Brief comment on this: In general nonsense-mediated mRNA decay (NMD) should destabilize Ig/TCR transcripts with out-of-frame rearrangements. However, the constant regions of IgK and IgL are only encoded by a single exon, hence these loci should not be affected as the stop codon will often only arise in the last exon (not in the J segment). Looking at our single-cell data (mouse) we typically find 25-30% of the Igk or Igl transcripts to be out-of-frame, while the number for Igh is around 15-20%. I never did the statistics whether the difference is significant, but my main point here would be, that NMD seems to be less effective than one would assume.
This is interesting to me… for our human bulk mRNA preps, we get 3-5% of reads for which V and J can both be assigned have out-of-frame junctions and another 3-5% have stop codons. This looks pretty consistent between heavy and light chains, though I haven’t checked systematically.
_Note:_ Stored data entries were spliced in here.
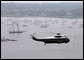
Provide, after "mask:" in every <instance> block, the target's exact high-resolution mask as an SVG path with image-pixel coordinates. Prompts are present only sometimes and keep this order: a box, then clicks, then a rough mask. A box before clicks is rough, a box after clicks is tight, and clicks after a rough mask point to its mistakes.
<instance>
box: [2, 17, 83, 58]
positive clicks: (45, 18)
mask: <svg viewBox="0 0 84 60" xmlns="http://www.w3.org/2000/svg"><path fill="white" fill-rule="evenodd" d="M10 19H11V20H15V21H16V20H17V21H18V23H19V27H20V30H21V31H24V32H23V33H21V34H9V31H10V30H12V26H11V21H10ZM76 21H77V22H76ZM23 25H25V26H23ZM82 25H83V19H61V18H45V17H22V18H21V17H17V18H16V17H1V37H2V38H3V37H5V38H9V39H14V40H17V41H14V42H13V41H7V42H1V58H2V59H82V58H83V27H82ZM41 26H45V27H41ZM16 30H17V29H16ZM57 32H61V33H62V34H65V35H66V36H67V37H68V38H69V39H70V42H69V43H68V44H65V43H63V44H47V45H46V46H44V43H43V42H38V41H34V40H32V39H31V38H30V37H31V36H30V34H33V33H35V36H36V37H37V38H42V37H46V36H54V35H55V33H57Z"/></svg>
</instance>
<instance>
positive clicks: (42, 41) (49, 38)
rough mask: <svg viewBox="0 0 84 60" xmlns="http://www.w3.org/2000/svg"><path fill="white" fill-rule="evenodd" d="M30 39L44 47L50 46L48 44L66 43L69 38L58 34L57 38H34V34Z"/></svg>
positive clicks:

I wonder if this is a function of the species or of the prep…
I wonder if this may be useful to break down by species… maybe the list can be reposted in a wiki somewhere so that we can help you annotate and update it?
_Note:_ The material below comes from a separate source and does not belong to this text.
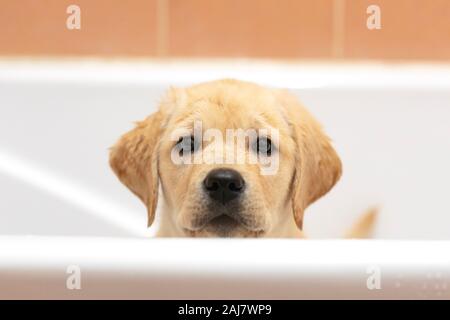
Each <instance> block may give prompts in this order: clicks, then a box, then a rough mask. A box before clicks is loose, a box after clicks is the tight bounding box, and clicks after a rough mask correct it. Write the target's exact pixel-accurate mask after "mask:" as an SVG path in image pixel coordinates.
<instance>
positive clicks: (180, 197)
mask: <svg viewBox="0 0 450 320" xmlns="http://www.w3.org/2000/svg"><path fill="white" fill-rule="evenodd" d="M110 164H111V167H112V168H113V170H114V171H115V173H116V174H117V176H118V177H119V179H120V180H121V181H122V182H123V183H124V184H125V185H126V186H127V187H128V188H129V189H130V190H131V191H132V192H134V193H135V194H136V195H137V196H138V197H139V198H140V199H141V200H142V201H143V202H144V204H145V205H146V206H147V209H148V217H149V225H150V224H151V223H152V221H153V218H154V214H155V209H156V203H157V198H158V182H159V181H161V185H162V190H163V193H164V199H165V201H166V206H167V208H168V209H169V210H168V212H170V213H171V217H169V218H170V221H171V222H172V223H173V225H174V227H175V229H176V230H178V232H179V234H180V235H190V236H238V237H254V236H262V235H265V234H268V233H270V232H273V231H274V230H276V229H277V228H280V226H281V225H285V224H286V222H290V221H294V220H295V222H296V223H297V225H298V226H299V227H300V228H301V226H302V221H303V212H304V210H305V209H306V207H307V206H308V205H309V204H311V203H312V202H314V201H315V200H316V199H318V198H319V197H320V196H322V195H323V194H325V193H326V192H327V191H328V190H329V189H331V187H332V186H333V185H334V184H335V182H336V181H337V179H338V178H339V176H340V172H341V165H340V161H339V158H338V157H337V155H336V153H335V152H334V150H333V149H332V147H331V145H330V143H329V142H328V139H327V137H326V136H325V135H324V134H323V133H322V131H321V129H320V127H319V125H318V124H317V123H316V122H315V121H314V119H313V118H312V117H311V116H310V115H309V114H308V113H307V112H306V111H305V110H304V109H303V107H301V106H300V105H299V103H298V102H297V101H296V99H295V98H294V97H292V96H290V95H289V94H287V93H285V92H281V91H275V90H269V89H265V88H262V87H260V86H257V85H254V84H250V83H246V82H239V81H234V80H221V81H215V82H209V83H204V84H200V85H197V86H193V87H190V88H188V89H172V90H171V91H170V92H169V94H168V95H167V97H166V98H165V99H164V101H163V102H162V103H161V106H160V109H159V111H158V112H156V113H155V114H153V115H152V116H150V117H149V118H147V119H146V120H144V121H143V122H140V123H139V124H138V126H137V127H136V128H135V129H134V130H132V131H131V132H129V133H127V134H125V135H124V136H123V137H122V138H121V139H120V140H119V142H118V143H117V144H116V145H115V146H114V147H113V148H112V150H111V154H110ZM292 212H293V213H294V215H293V216H294V219H293V216H292Z"/></svg>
Also, does anyone have experience with accessing data from dbGaP? We don’t otherwise do anything that requires IRB approval, so I don’t even know where to start…
That’s a good idea, @caschramm. It was sort of weird to attach it to the immcantation repo anyway, as that has our new lab member guide (also known as “6 pages of me being snarky”).
Ideally, it should really be a database, so we can sort/search on useful information and cross-reference to publications that have reused the data. I think at a minimum:
Species
Receptor & chain/class
Template (RNA/DNA)
Primer positions (5’RACE, FWR1, CH1, etc)
UMI use and length
Sequencing platform and read length
Not sure what the best/easiest platform for this would be.
Those are good suggestions @caschramm and @ematsen. I’m inclined to think the csv plus sortable table is the better approach for now. It’s not a huge list of papers (yet).
I checked again on our human data sets and for most of them the numbers were in the same range (15-25%). It is probably important to note that the amplification process during single-cell PCR typically runs into saturation and is not quantitative due to potential primer bias (sorry, no UMIs at this point). Thus scPCR will likely not capture the quantitative differences between between productive and non-productive transcripts.
There are however two data sets that show substantially lower numbers (5-10%), but they also differ in the sampled cell populations. Going back to all data sets, the general trend seems to be that populations with high transcriptional activity (e.g. plasma cells) have lower percentages of non-productive transcripts.
are you aware of this resource: A public database of memory and naive B-cell receptor sequences
PLOS ONE 08/11/2016 11(8):e0160853 - the underlying data can be found in Adaptive’s immuneAcess database.